Measured on a 1,000-rule corpus across 10 representative queries (benchmarks/scale_benchmark.py, 2026-04-13):

Context-stuffing: 121,473 tokens  (all rules, every turn)
Writ retrieval:     1,602 tokens  (~5 rules, 0.4ms p95)
                   ------------
                   76x reduction

The ratio compounds with scale:

Corpus	Stuffed	Retrieved	Reduction	p95
80 rules	13,876	3,155	4.4x	0.28ms
500 rules	63,003	1,600	39.4x	0.36ms
1,000 rules	121,473	1,602	75.8x	0.40ms
10,000 rules	1,174,142	1,617	726.1x	0.56ms

Three things you get that flat-file loading can't do:

Relevance, not pattern-match. Hybrid retrieval (BM25 + ANN vector + graph proximity + RRF ranking) returns rules that fit the situation, not every rule whose filename contains the right keyword.
Sub-millisecond retrieval that holds at scale. p95 stays under 0.6ms from 80 to 10,000 rules. Pre-warmed indexes, ONNX embeddings, LRU-cached inference.
Mandatory rules that can't be dropped. ENF-* rules bypass the ranker entirely and load directly from the skill.
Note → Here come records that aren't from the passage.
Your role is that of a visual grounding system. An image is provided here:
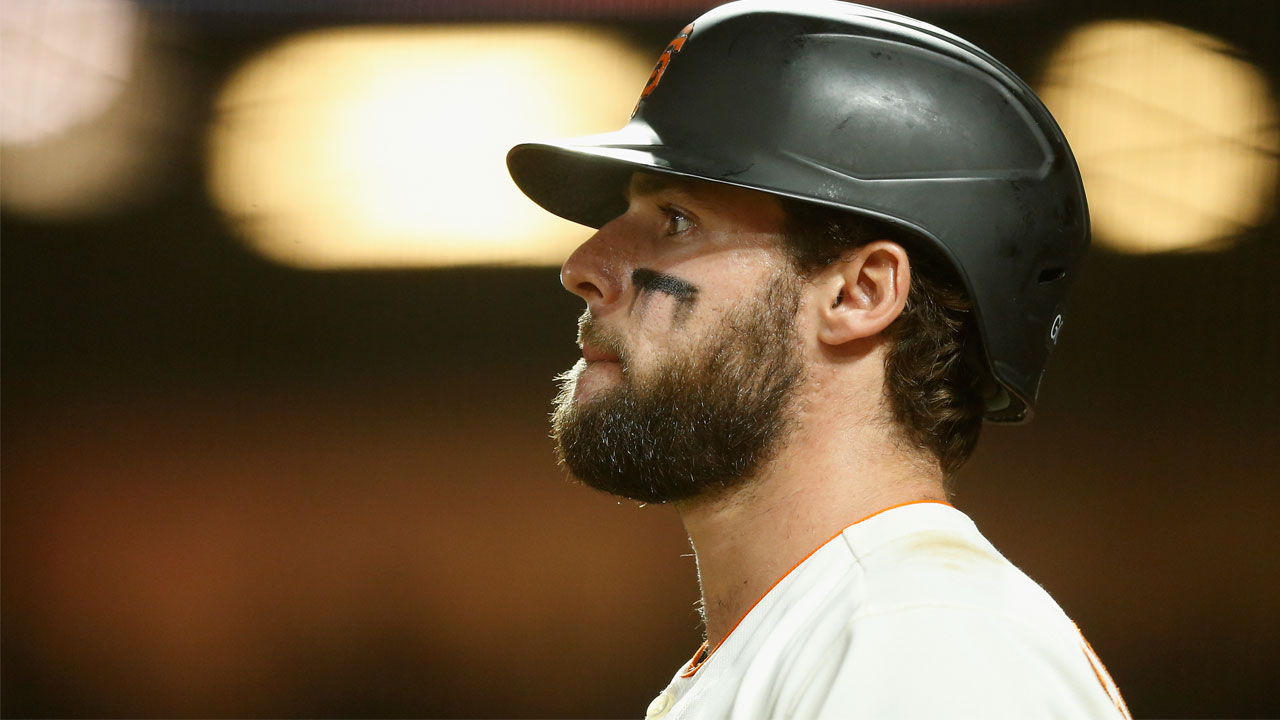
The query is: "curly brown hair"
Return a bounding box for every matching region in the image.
[782,200,986,481]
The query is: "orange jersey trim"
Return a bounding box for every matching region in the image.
[1075,626,1133,720]
[680,500,954,678]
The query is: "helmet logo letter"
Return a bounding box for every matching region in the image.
[631,23,694,117]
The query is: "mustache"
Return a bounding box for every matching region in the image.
[577,310,630,369]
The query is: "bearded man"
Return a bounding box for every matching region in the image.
[508,0,1128,719]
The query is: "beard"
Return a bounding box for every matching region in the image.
[552,270,803,502]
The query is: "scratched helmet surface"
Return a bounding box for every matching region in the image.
[507,0,1089,421]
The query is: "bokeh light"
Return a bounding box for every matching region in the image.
[1041,20,1280,252]
[210,24,652,269]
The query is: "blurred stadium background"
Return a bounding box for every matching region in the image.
[0,0,1280,717]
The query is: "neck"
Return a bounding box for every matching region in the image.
[677,407,946,648]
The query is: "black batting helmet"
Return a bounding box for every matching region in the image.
[507,0,1089,421]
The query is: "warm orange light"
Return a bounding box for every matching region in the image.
[210,26,650,269]
[1041,22,1280,252]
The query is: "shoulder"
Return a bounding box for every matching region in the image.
[783,505,1124,717]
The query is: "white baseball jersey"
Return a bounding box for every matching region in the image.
[646,502,1129,720]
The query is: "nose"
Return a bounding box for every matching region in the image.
[561,220,625,307]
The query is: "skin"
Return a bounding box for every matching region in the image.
[561,174,946,648]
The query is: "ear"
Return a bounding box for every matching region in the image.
[814,240,911,346]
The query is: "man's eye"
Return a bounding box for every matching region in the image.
[667,209,694,234]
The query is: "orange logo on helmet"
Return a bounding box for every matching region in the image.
[631,23,694,117]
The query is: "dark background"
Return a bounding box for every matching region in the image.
[0,3,1280,717]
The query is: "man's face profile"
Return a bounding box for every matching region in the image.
[552,176,803,502]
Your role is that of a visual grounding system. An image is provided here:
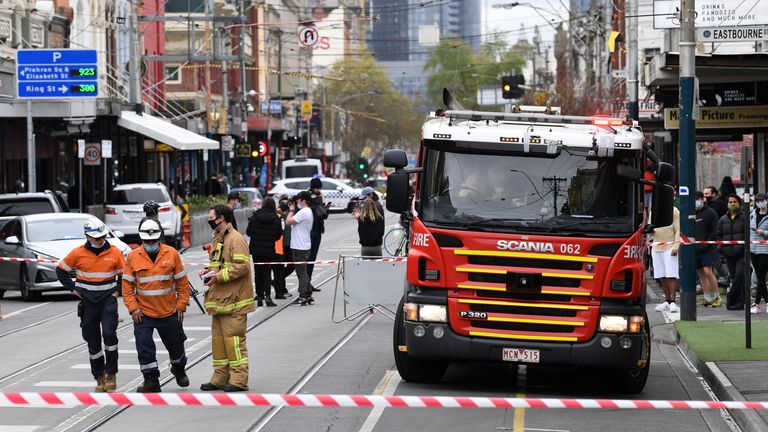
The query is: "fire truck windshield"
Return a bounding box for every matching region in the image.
[421,147,638,234]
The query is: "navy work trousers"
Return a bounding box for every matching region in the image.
[133,312,187,378]
[80,295,117,379]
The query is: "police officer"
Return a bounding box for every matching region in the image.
[123,219,189,393]
[56,220,125,393]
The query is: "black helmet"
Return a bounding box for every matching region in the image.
[144,200,160,214]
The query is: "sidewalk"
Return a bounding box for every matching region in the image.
[647,278,768,432]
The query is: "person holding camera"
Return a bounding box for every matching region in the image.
[285,191,315,306]
[199,204,256,392]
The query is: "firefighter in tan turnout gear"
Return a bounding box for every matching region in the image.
[200,205,256,392]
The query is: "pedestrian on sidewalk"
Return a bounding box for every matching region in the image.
[56,221,125,393]
[122,220,189,393]
[749,193,768,314]
[307,177,331,292]
[199,204,256,392]
[246,197,283,307]
[353,199,384,257]
[695,191,723,307]
[651,208,680,312]
[285,191,315,306]
[715,194,749,310]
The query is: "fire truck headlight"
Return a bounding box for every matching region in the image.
[600,315,627,333]
[403,303,419,321]
[419,305,448,322]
Ranking can deprioritize a style rule; it can't silently drop a security gate.

How it integrates

Writ ships as a local HTTP service plus a set of Claude Code hooks that wire into the agent's turn lifecycle. On every user prompt, a hook POSTs the query to Writ, receives the ranked rules, and injects them into Claude's context as a single block. There is no retrieval code in the prompt and no manual rule loading -- the agent just reacts to rules that fit what it's about to do.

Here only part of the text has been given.